《8》
翌朝、ガレットに連れられてセラフィーが訪れると、小さな石造りの家の庭で白髪交じりの柔らかなウェーブの髪をした女性が男性と並んで穏やかに座っている。
「ローザさん、この前話した令嬢だ」
ガレットがぶっきらぼうに言うと、ローザはにこやかに微笑んだ。
「まあ、可愛らしいご令嬢ね」
「セラフィー・アシュレイと申します。ガレットさんから歩くのが怖いと聞きました」
「転んでしまいそうで、怖いのよ」
ローザが俯き、自分の足をゆっくりさすった。
セラフィーは早速、関節の動きや筋肉量、バランスなどを一通り調べた。
ガレットが早くに声をかけてくれたので、そこまで大きな機能低下はなさそうだ。
「夫と散歩したいのに、足が言うことを聞かなくて」
「最初は私が必ずそばにいます。少しずつ身体を動かして、歩く力を取り戻していきましょう」
セラフィーは安心させるように笑顔で言うと、ローザの表情は幾分和らいだ。
それからセラフィーは、彼女へもう1つ提案をした。
「それに、ガレットさんが歩くことを助ける“歩行器”を作ってくれますよ」
「歩行器?」
「えっ、俺!?」
突然セラフィーに言われたガレットは、自分を指さし驚いて声をあげた。
ローザは夫と顔を見合わせた。
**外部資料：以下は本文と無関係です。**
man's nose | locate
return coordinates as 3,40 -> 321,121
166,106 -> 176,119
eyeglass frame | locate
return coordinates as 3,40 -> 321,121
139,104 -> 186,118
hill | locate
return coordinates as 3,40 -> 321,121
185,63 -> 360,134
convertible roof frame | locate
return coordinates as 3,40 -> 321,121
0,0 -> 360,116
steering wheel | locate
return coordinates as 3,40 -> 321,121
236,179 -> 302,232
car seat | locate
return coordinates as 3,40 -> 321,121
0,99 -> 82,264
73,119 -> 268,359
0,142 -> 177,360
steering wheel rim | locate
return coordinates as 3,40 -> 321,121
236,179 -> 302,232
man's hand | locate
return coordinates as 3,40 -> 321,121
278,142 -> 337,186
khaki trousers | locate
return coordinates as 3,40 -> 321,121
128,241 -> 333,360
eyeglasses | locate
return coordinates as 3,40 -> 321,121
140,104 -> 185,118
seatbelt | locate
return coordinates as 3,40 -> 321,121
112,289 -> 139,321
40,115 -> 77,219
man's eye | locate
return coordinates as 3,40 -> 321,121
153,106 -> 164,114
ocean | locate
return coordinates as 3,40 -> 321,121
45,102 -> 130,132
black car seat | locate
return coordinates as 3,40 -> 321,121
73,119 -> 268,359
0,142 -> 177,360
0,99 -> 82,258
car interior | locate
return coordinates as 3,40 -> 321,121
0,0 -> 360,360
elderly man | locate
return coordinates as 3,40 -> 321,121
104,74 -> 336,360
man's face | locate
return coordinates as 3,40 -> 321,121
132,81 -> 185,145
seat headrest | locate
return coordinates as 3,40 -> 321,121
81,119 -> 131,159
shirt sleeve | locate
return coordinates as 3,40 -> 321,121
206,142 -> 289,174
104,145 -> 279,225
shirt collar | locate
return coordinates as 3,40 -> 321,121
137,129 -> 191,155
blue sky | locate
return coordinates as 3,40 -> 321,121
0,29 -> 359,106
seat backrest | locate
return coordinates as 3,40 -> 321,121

夫がにこりと笑って頷く。
「じゃあ、お願いしてみようかしら。2人とも、よろしくね」
「はい!よろしくお願いします」
「おっ、おう!任せてくれ、ローザさん」
ローザの言葉に、セラフィーは胸の中でほっとした。
ガレットは、何を作るのかも分からず、内心慌てていそうだ。
(ローザさんは大丈夫。早期に対応できた……まだ諦めることもないわ)
帰り際、ガレットが頭をガシガシかきながら照れくさそうに、ぼそりと呟いた。
「ローザさんを……よろしく頼む」
「任せてください!けど、ガレットもまた徹夜覚悟でお願いしますね」
「望むところだ」
セラフィーが目の下にクマを作りフラフラのガレットを想像しながら、悪戯っぽく言うと彼はそれを感じとったのかニヤリと笑みを浮かべ、胸を張った。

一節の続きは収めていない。